We graduate about 400 parents a year and it’s offered in Cantonese, Spanish, and English. The program discusses hot topics like bullying, mental health, risk factors, and drug use. I think that’s one of our proudest areas and we see it growing.
For immigrant parents who do not speak English fluently, what are the challenges in engaging them?
We provide translation. Being culturally competent also requires whoever is providing that language assistance to really understand and not impose their own stigmas, making sure they’re not communicating their perspective on mental health.
Has the recent sexual abuse case involving a former Alhambra High School administrator and a student in a different district made a significant impact on trust between AUSD officials and parents and students?
Parents, contrary to media reports, have communicated to us and media that they were completely confident and satisfied with the swift way the matter was handled. As soon as the information was presented to the district it was communicated to all parents and staff members through an automatic call.
Gateway tends to many controversial and difficult topics. Our website has information on maintaining healthy relationships and identifying reliable and trusted adults. If we don’t teach kids how to communicate effectively, then they’re more vulnerable for risk factors such as what was presented in the media.
Gateway to Success reported that the top causes of student referrals in the 2011-12 school year included family-related difficulties, academic difficulties, and difficulties with mood and affect. Has this changed in the past two years? Are there any other issues that have become prevalent?

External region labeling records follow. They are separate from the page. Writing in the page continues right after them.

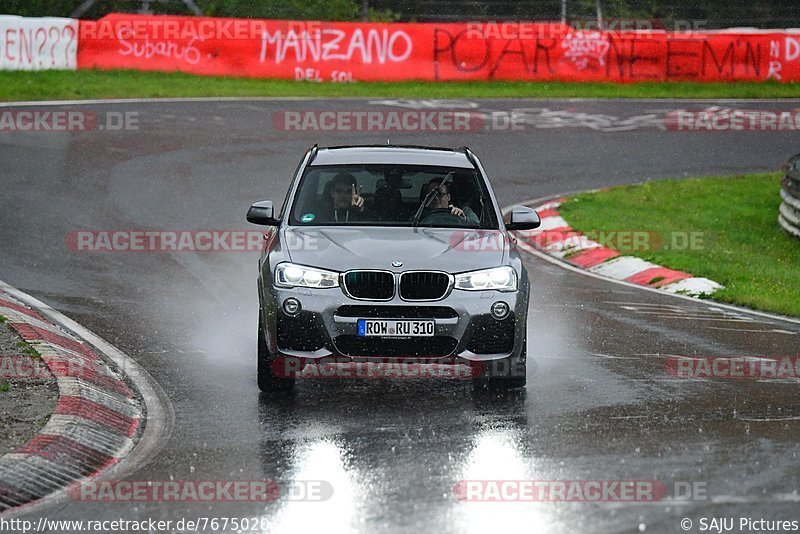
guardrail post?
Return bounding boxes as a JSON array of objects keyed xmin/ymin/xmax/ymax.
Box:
[{"xmin": 778, "ymin": 154, "xmax": 800, "ymax": 238}]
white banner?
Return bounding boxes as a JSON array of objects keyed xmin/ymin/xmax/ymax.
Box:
[{"xmin": 0, "ymin": 15, "xmax": 78, "ymax": 70}]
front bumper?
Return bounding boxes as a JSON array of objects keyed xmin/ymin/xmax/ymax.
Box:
[{"xmin": 262, "ymin": 287, "xmax": 528, "ymax": 364}]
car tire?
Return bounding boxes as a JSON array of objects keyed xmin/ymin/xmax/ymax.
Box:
[
  {"xmin": 473, "ymin": 339, "xmax": 528, "ymax": 390},
  {"xmin": 258, "ymin": 310, "xmax": 295, "ymax": 393}
]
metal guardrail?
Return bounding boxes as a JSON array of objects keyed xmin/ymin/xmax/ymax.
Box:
[{"xmin": 778, "ymin": 154, "xmax": 800, "ymax": 238}]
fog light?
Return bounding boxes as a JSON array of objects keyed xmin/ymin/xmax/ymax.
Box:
[
  {"xmin": 491, "ymin": 301, "xmax": 508, "ymax": 320},
  {"xmin": 283, "ymin": 298, "xmax": 302, "ymax": 317}
]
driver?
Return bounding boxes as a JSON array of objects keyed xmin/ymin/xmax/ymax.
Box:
[{"xmin": 421, "ymin": 178, "xmax": 480, "ymax": 224}]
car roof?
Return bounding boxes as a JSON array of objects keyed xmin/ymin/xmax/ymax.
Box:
[{"xmin": 310, "ymin": 145, "xmax": 475, "ymax": 169}]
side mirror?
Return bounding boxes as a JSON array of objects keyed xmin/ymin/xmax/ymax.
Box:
[
  {"xmin": 247, "ymin": 200, "xmax": 280, "ymax": 226},
  {"xmin": 506, "ymin": 206, "xmax": 542, "ymax": 231}
]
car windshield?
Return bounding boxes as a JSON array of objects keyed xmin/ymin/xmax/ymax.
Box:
[{"xmin": 289, "ymin": 165, "xmax": 498, "ymax": 229}]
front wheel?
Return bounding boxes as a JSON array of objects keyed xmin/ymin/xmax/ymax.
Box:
[
  {"xmin": 258, "ymin": 310, "xmax": 295, "ymax": 393},
  {"xmin": 473, "ymin": 339, "xmax": 528, "ymax": 389}
]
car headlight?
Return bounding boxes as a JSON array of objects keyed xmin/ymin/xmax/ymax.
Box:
[
  {"xmin": 455, "ymin": 267, "xmax": 517, "ymax": 291},
  {"xmin": 275, "ymin": 263, "xmax": 339, "ymax": 289}
]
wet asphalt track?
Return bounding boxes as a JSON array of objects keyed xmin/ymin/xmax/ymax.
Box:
[{"xmin": 0, "ymin": 101, "xmax": 800, "ymax": 532}]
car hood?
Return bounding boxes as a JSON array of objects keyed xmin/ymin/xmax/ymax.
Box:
[{"xmin": 281, "ymin": 226, "xmax": 509, "ymax": 273}]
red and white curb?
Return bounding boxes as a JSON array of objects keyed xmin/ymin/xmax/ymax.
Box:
[
  {"xmin": 519, "ymin": 199, "xmax": 723, "ymax": 297},
  {"xmin": 0, "ymin": 286, "xmax": 144, "ymax": 513}
]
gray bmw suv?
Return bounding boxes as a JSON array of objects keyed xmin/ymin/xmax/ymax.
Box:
[{"xmin": 247, "ymin": 145, "xmax": 540, "ymax": 392}]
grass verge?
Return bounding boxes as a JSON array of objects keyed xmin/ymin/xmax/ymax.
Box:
[
  {"xmin": 0, "ymin": 70, "xmax": 800, "ymax": 101},
  {"xmin": 560, "ymin": 173, "xmax": 800, "ymax": 316}
]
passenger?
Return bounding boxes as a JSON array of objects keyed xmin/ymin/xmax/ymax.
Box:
[
  {"xmin": 325, "ymin": 172, "xmax": 364, "ymax": 223},
  {"xmin": 420, "ymin": 178, "xmax": 480, "ymax": 224}
]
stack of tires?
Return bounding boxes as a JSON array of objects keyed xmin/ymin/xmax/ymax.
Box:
[{"xmin": 778, "ymin": 154, "xmax": 800, "ymax": 238}]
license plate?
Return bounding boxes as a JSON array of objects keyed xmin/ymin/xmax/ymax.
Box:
[{"xmin": 358, "ymin": 319, "xmax": 435, "ymax": 337}]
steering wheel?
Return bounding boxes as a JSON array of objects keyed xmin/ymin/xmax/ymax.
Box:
[{"xmin": 419, "ymin": 208, "xmax": 464, "ymax": 224}]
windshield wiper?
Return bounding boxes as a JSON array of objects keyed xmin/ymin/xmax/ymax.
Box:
[{"xmin": 411, "ymin": 171, "xmax": 455, "ymax": 227}]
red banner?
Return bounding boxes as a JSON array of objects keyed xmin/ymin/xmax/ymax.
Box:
[{"xmin": 78, "ymin": 15, "xmax": 800, "ymax": 82}]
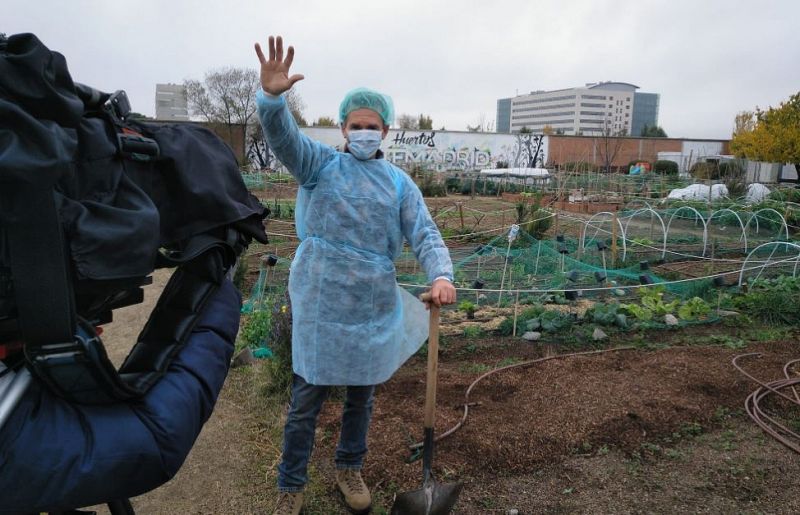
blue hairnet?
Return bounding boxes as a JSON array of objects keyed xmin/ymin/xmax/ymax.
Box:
[{"xmin": 339, "ymin": 88, "xmax": 394, "ymax": 125}]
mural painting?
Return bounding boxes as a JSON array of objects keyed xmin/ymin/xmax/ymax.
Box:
[{"xmin": 247, "ymin": 127, "xmax": 547, "ymax": 172}]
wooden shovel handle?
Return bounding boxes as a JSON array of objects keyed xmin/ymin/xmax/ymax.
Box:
[{"xmin": 419, "ymin": 292, "xmax": 439, "ymax": 429}]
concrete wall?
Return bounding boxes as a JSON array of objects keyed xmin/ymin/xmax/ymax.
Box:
[
  {"xmin": 290, "ymin": 127, "xmax": 547, "ymax": 172},
  {"xmin": 547, "ymin": 135, "xmax": 728, "ymax": 167}
]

This has been a tough year. The economy continues to add to the complexity of our families’ lives. Over the holidays, we collected about 120 baskets that were disseminated to families in need.
I think we’re going to see the same referrals. Our kids are becoming far more involved; many are far more trauma-exposed. Things are more complicated now than it was three years ago. These kids may not have resiliency, communication skills, or reliable adults. There are all these variables that they may not be able to navigate or manage.
In your 33 years with AUSD, what have been some of the biggest improvements in mental health education within our district?
I think our biggest improvement has been helping families, regardless of culture or background, talk about good mental health and help folks de-stigmatize it. Teachers, parents, and students are all making referrals—of those hospitalizations mentioned earlier, probably half of them come from concerned peers.
Kids are talking to adults, and we know that if adults at school are not caring, reliable, and safe, kids won’t talk to them. What parents must recognize is that the most influential relationships are the adult ones.